I contemplated using a small script during deployment time to grab some credentials from the IAM role on the machine and enter them into the config file, but those credentials expire and Logstash was running as a service, so at some stage it would just stop working and someone would have to do something to make it work again.

Again, unacceptable.

Luckily for me, the wonderful people behind Logstash (and specifically the S3 plugin) have developed a new version that allows the usage of IAM roles, and it was already in beta. Its a little unstable still (Release Candidate 2), but it was good enough for my purposes.

While doing some reading about Logstash and the new version I discovered that the file input was basically completely broken on Windows. The component that it was leveraging to get the unique identifier for files in order to record the position in the file that it was up to does not work in 1.4.2 and below, so you end up missing huge chunks of data when processing multiple files. This actually explained why I was having so much difficulty using the earlier version to process a large amount of IIS logs from a disconnected machine, and why there was holes in my data. Long story short, if you’re using the file input in Logstash and you’re on windows, get the latest release candidate.

I incorporated the 1.5 RC2 release into my deployment, but I still couldn’t get the S3 input to work.

Why Is It Always A Proxy

I hate proxies.

Not because of what they are. I think they actually do some useful things, like caching, obfuscating where requests are coming from when accessing the internet from within a network and preventing access to bad websites.

No I hate proxies because the support for them is always a pain in the ass. Every application seems to support proxies differently, if they support them at all. Some automatically read from the Internet Explorer registry setting for the proxy, some use the HTTP_PROXY environment variable, some have their own personal settings. This means that every time you want to use a piece of software in an environment that uses a proxy, you have to fight with it to get it to work.

Such was the case with the S3 input. The underlying Ruby based aws-sdk has support for proxies (as does the .NET one), with a Set-AwsProxy method.

I could not, for the life of me, figure out how to configure Logstash with a proxy for the AWS component though.

So , I was stuck. I had all the configuration in place to process the ELB logs, but I didn't have the logs themselves.

In the end I created a small Powershell script that uses the AWS Powershell Component to move all files from an S3 bucket to a local directory on a timer. I then installed that script as a Windows Service using NSSM. Finally I edited my Logstash configuration to process the local files instead. After tweaking my config to process the files correctly, everything started coming through into the Log Aggregator as expected, and I added the missing piece to our intelligence about the service.

I don’t like this solution, because it adds more moving parts than I think is strictly necessary, but sometimes you have to make compromises.

Summary

I’ve uploaded a repository with my deployable build for Logstash here, so hopefully someone else can benefit from the effort that I put into making it re-usable.

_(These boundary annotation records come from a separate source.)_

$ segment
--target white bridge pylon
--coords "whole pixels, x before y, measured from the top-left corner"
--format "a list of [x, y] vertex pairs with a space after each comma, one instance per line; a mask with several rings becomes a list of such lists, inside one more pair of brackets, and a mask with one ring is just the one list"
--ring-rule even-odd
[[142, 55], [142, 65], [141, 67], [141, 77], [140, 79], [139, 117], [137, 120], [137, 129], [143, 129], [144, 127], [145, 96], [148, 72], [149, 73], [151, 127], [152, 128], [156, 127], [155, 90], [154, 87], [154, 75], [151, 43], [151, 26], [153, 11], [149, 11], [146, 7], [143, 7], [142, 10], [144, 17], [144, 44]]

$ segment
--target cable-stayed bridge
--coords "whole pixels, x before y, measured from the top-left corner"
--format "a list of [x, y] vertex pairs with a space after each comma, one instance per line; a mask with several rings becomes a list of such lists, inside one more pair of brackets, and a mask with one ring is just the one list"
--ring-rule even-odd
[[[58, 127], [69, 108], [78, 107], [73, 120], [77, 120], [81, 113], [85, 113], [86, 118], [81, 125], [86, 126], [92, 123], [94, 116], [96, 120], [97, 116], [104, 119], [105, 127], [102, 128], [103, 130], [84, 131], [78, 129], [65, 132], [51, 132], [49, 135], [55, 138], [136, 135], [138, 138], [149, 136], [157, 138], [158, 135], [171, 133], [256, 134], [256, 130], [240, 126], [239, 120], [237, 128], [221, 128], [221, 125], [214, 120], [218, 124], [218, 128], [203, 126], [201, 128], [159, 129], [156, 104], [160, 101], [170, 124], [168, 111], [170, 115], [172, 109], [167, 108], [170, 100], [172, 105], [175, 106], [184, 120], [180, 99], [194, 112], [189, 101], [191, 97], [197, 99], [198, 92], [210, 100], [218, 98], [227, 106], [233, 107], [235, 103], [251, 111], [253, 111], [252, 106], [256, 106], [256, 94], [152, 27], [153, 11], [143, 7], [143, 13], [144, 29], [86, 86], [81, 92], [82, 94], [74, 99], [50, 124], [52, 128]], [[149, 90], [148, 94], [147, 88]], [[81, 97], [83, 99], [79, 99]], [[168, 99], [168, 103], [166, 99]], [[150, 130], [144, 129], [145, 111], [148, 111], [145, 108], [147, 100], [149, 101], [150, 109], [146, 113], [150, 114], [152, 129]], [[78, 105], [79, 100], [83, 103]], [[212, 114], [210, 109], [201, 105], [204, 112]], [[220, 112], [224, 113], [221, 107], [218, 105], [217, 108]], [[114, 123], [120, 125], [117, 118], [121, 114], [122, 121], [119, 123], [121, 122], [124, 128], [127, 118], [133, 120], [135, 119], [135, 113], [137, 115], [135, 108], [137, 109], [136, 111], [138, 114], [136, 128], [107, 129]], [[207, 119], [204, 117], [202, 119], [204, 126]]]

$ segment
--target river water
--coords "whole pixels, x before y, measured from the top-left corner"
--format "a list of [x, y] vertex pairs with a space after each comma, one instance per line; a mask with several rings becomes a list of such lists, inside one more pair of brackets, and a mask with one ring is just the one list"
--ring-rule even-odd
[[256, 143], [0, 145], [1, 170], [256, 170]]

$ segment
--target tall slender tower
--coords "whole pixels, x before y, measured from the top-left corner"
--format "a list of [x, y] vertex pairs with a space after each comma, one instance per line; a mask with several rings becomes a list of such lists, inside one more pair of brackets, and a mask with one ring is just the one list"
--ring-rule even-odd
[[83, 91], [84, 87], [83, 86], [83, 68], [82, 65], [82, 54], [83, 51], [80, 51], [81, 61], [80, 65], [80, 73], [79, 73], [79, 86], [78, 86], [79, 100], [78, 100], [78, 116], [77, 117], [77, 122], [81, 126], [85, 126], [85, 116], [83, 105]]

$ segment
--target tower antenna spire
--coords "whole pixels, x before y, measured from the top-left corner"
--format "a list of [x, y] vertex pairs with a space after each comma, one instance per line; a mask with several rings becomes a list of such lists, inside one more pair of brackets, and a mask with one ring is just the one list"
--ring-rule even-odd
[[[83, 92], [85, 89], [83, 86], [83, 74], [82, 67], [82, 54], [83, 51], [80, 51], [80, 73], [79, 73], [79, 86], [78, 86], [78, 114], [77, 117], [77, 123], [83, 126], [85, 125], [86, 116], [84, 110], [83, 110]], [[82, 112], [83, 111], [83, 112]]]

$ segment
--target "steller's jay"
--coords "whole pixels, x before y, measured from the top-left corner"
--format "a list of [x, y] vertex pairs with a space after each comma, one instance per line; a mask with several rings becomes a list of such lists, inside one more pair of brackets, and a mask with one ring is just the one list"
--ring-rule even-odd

Setting up a deployment pipeline for this component saved me a lot of time throughout the development process, making redeploying my changes when I made a mistake or needed to change a dependency (like upgrading to Logstash 1.5 RC2) a breeze. I highly recommend spending that initial bit of effort in setting things up at the start so you can move quickly later.

In regards to the actual ELB logs, they don’t provide any groundbreaking information that IIS didn't already give us, except for the case where connections are terminated at the ELB due to inactivity. At least to my knowledge anyway, I suppose they will track if the underlying instances go offline, which will be good.  The ELB entries come in a bit slower than the IIS ones (due to the delay before the log files are published from the ELB + the delay added by my own S3 downloader and Logstash file processor pair), but there’s not really much I can do about that.

I still hate proxies. Only because its easier to hate one thing than every application that doesn’t support them.